The older elf stood in his way, right up to his knee. "I am Kuros, from the Elven nation of Elvenistan."
"I don't drink Coors." Adam shook his head. "And as for Afghanistan, I know you guys are malnourished, but this is
ridiculous!" He turned towards one particularly industrious elf. "HEY! THAT'S MY CATSUP YOU'RE STEALING! PUT IT
BACK, NOW!!"
"We've come to gather foodstuff for the coming winter." Kuros explained. "We must take it back to our underground
settlement."
"Oh, we'll just see about that!" Adam snapped, snatching up the old elf, then quickly corralling a few more. "Taking
my food like this is the Elves R Us grocery store." He muttered, picking them up by their collars. "Now, what am I going
to do with you guys?" He glanced around, then stuffed them into the microwave.
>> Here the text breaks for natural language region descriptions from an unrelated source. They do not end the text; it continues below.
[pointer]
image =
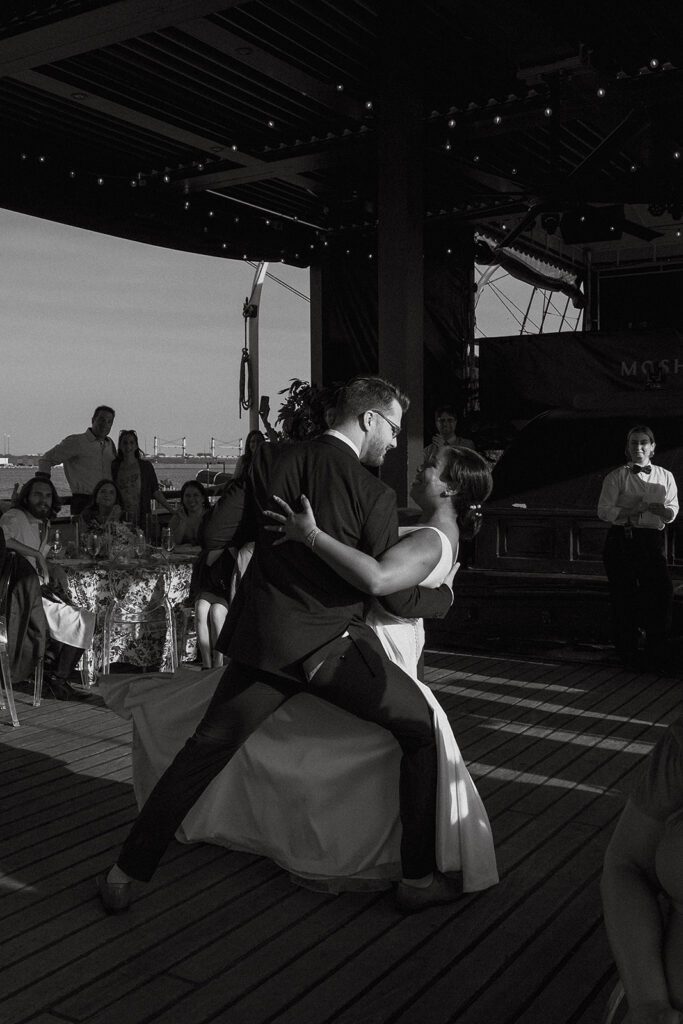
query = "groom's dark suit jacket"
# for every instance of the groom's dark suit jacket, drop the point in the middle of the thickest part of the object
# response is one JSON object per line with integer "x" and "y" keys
{"x": 292, "y": 604}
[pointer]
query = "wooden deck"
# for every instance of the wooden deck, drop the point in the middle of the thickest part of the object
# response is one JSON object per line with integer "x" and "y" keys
{"x": 224, "y": 937}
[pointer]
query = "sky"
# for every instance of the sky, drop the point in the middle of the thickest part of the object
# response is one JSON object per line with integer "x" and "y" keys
{"x": 89, "y": 320}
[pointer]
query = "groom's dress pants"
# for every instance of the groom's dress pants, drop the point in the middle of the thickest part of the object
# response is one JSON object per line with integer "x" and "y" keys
{"x": 355, "y": 675}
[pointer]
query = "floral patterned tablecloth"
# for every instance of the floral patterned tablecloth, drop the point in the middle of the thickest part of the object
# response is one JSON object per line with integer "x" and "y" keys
{"x": 136, "y": 587}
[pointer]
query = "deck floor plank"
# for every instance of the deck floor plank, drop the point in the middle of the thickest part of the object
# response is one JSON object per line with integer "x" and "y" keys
{"x": 220, "y": 936}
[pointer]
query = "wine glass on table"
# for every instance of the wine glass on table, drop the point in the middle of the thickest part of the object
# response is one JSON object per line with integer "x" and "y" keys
{"x": 139, "y": 544}
{"x": 93, "y": 544}
{"x": 167, "y": 540}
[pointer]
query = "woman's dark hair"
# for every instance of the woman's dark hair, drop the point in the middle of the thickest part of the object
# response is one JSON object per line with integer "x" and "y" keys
{"x": 103, "y": 409}
{"x": 22, "y": 500}
{"x": 199, "y": 486}
{"x": 98, "y": 486}
{"x": 466, "y": 472}
{"x": 126, "y": 433}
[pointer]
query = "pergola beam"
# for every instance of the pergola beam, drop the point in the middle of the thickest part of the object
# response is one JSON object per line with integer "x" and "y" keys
{"x": 91, "y": 31}
{"x": 254, "y": 168}
{"x": 253, "y": 56}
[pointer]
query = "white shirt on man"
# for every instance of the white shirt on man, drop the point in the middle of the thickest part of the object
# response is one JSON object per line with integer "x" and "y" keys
{"x": 87, "y": 460}
{"x": 624, "y": 492}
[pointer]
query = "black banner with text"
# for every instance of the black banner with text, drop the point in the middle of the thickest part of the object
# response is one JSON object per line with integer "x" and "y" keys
{"x": 520, "y": 377}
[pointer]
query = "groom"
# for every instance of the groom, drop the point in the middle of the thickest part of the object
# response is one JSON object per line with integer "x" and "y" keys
{"x": 296, "y": 626}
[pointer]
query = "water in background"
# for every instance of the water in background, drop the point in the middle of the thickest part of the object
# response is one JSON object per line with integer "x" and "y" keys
{"x": 171, "y": 477}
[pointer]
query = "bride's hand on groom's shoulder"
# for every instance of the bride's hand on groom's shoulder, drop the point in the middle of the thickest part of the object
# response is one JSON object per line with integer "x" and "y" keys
{"x": 295, "y": 525}
{"x": 449, "y": 580}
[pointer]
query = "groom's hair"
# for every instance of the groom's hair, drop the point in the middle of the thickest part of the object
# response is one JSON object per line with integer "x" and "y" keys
{"x": 363, "y": 393}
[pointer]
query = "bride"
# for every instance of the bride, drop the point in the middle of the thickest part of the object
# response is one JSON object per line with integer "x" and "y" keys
{"x": 314, "y": 788}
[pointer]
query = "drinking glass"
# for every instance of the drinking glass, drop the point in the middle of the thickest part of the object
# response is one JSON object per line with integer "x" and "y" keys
{"x": 94, "y": 544}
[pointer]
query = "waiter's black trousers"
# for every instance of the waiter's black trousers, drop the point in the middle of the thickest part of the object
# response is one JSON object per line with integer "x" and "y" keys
{"x": 640, "y": 587}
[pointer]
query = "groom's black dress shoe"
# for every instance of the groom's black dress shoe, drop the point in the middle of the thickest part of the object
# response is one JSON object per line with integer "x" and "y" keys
{"x": 410, "y": 899}
{"x": 60, "y": 690}
{"x": 115, "y": 896}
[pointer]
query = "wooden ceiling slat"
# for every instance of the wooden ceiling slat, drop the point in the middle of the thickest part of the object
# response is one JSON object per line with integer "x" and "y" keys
{"x": 93, "y": 30}
{"x": 230, "y": 44}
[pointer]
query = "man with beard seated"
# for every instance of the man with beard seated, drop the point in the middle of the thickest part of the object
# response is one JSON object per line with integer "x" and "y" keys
{"x": 70, "y": 629}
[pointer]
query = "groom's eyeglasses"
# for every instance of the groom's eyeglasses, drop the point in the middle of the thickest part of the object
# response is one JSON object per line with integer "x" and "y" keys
{"x": 395, "y": 429}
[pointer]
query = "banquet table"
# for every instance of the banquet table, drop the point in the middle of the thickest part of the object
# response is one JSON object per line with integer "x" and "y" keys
{"x": 137, "y": 586}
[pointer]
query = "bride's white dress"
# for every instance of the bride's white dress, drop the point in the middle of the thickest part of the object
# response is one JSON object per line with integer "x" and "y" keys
{"x": 314, "y": 788}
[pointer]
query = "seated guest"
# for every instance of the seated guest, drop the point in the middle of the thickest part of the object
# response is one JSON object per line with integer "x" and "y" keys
{"x": 27, "y": 627}
{"x": 638, "y": 500}
{"x": 105, "y": 506}
{"x": 445, "y": 419}
{"x": 26, "y": 528}
{"x": 210, "y": 587}
{"x": 642, "y": 887}
{"x": 186, "y": 523}
{"x": 136, "y": 479}
{"x": 254, "y": 439}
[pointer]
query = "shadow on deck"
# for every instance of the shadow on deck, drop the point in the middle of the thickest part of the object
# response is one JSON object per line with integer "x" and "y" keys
{"x": 224, "y": 937}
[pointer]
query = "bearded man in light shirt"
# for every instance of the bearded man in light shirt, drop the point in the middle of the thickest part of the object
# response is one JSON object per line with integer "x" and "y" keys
{"x": 87, "y": 458}
{"x": 639, "y": 500}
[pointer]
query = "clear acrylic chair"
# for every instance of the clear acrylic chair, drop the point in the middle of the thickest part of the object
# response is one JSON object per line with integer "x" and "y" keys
{"x": 119, "y": 612}
{"x": 616, "y": 1008}
{"x": 6, "y": 691}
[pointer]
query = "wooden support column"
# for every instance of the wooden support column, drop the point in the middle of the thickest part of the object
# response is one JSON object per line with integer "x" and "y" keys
{"x": 399, "y": 235}
{"x": 316, "y": 326}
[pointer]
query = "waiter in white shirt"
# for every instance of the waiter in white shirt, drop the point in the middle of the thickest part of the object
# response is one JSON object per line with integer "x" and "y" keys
{"x": 638, "y": 500}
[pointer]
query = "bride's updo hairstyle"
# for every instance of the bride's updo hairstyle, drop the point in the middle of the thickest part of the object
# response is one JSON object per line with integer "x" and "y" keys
{"x": 465, "y": 471}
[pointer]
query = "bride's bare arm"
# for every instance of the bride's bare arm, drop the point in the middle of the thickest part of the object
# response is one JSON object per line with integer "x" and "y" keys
{"x": 403, "y": 565}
After snapping the door shut, he
peered into the near empty fridge. "HEY! WHERE'S MY BLUE CHEESE!! SOMEBODY BETTER BRING ME BACK MY
BLUE CHEESE!!"
Sensing the anger in his voice, the remaining elves dropped their booty and scurried away into the nearest cracks
and shadows.
"I MEAN IT!!" Adam hollered. "I'M GOING TO COUNT TO THREE BEFORE I FRY PAPA SMURF HERE!!"
When none came forward, Adam stalked back to the microwave. He cracked it open. "Guess nobody loves you
guys. You think you'll go better with Caesar of Italian dressing?"
Some of the elves shrieked, but Kuros stood firm. "You wouldn't dare."
"Oh, yeah?" Adam answered, punching in digits. "Then why am I setting this on high power?"
"Oh, very well!" Kuros stammered. "If you allow us to leave in peace, I will grant you a wish."
"What?"
"A wish, you dolt!"
"Any wish?"
Solemnly, Kuros crossed his arms and nodded.
"Okay, I wish Ben Stiller's penis disappeared." Adam dared the elf, then reconsidered. "No, scratch that! I wish that I
was the best actor in my genre!"
"So be it." The elf said, pulling a small magic wand from his pocket, and pricking Adam's finger with it. "There."
"Oww!" Adam winced, but his voice sounded different. "What just happened?"
The elves pushed open the microwave, then hurriedly climbed down the counter, and within seconds, they had
disappeared completely.
"Stupid elves!" Adam scolded, then hurried towards the nearest mirror to see what they had done to him. With his
wider than normal stride, he reached the downstairs bathroom and clicked on the light. "Nooo! Nooo! NOOO!" He cried
out, because the face in the mirror was not his own, but that of Jim Carrey.
In the backyard, Kuros commanded his elves to quickly enter the small tunnel which led back to their underground
village.
One of his underlings turned back to ask, "Why the commotion back there?"
Kuros paused from munching on a crumb of cheese, then shrugged his shoulders. "These humans, you give them
what they want, and they're still not happy. Go figure."